Un débat qui interroge notre rapport à l’islam

Encore une fois, la question de la « gêne » ressentie face à la réappropriation du ramadan par les enseignes interroge plus notre vrai rapport à l'islam en France, pas notre rapport au religieux ni aux techniques du marketing, que l'on accepte pour tout et n'importe quoi. C'est pourquoi, s'insurger contre ce qui selon moi fait partie d'un processus d'intégration culturelle au quotidien, presque naturelle, dénote du refus que cette intégration se fasse et relève d'une propagande politique aussi pauvre que la démarche commerciale qu'elle critique, mais certainement plus nauséabonde, car elle se masque derrière le voile d'une laïcité omnipotente et tyrannique.

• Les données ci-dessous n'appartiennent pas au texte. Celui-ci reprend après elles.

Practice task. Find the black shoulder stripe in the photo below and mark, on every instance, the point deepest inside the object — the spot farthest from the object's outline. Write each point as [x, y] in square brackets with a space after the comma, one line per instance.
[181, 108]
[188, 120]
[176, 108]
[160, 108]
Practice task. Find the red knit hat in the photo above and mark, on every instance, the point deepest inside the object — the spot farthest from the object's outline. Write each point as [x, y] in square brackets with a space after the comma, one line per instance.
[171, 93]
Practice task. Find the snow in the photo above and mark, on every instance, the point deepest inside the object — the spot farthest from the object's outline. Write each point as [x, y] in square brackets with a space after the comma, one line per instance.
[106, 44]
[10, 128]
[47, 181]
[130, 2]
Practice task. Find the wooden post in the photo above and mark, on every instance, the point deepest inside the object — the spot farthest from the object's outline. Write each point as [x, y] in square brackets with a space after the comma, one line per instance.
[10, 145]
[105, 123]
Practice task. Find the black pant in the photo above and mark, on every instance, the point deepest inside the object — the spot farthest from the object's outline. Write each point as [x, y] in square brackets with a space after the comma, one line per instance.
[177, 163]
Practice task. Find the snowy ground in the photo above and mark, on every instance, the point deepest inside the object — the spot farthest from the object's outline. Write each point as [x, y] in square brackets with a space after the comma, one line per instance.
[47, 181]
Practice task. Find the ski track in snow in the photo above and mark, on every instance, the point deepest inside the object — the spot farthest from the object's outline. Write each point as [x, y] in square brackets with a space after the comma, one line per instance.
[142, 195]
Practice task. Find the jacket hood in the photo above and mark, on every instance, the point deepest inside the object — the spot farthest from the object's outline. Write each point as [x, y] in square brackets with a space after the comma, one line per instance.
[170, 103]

À défaut d'un brassage culturel plus riche dans un espace/temps privilégié (un musée, une salle de concert, une école),  je continue à privilégier ce brassage commercial populaire, parfois appauvrissant : il est le seul garant que ni les politiques et leurs lectures partisanes, ni les religieux, et leurs dogmes orthodoxes ne puissent intervenir.

Tout comme je tolère cette ridicule interprétation du nouvel an chinois, je souhaite également tolérer cette triste interprétation du ramadan à la Carrefour. Elle ne m'enrichit ni ne me menace, au pire ai-je à regretter que l'aspect festif ne soit pas suffisamment présent dans le cas des fêtes musulmanes. Je regrette de ne pas vivre plus d'Iftars en France, ces moments de convivialité et d'ouverture, ces moments de rupture. La fête, ensemble, pour tous (comme le défilé du nouvel an chinois ou sur un autre registre, la Gay Pride); c'est l'ingrédient marketing par excellence pour permettre au plus grand nombre de changer d'avis et de perception, les uns par rapport aux autres et vice-versa.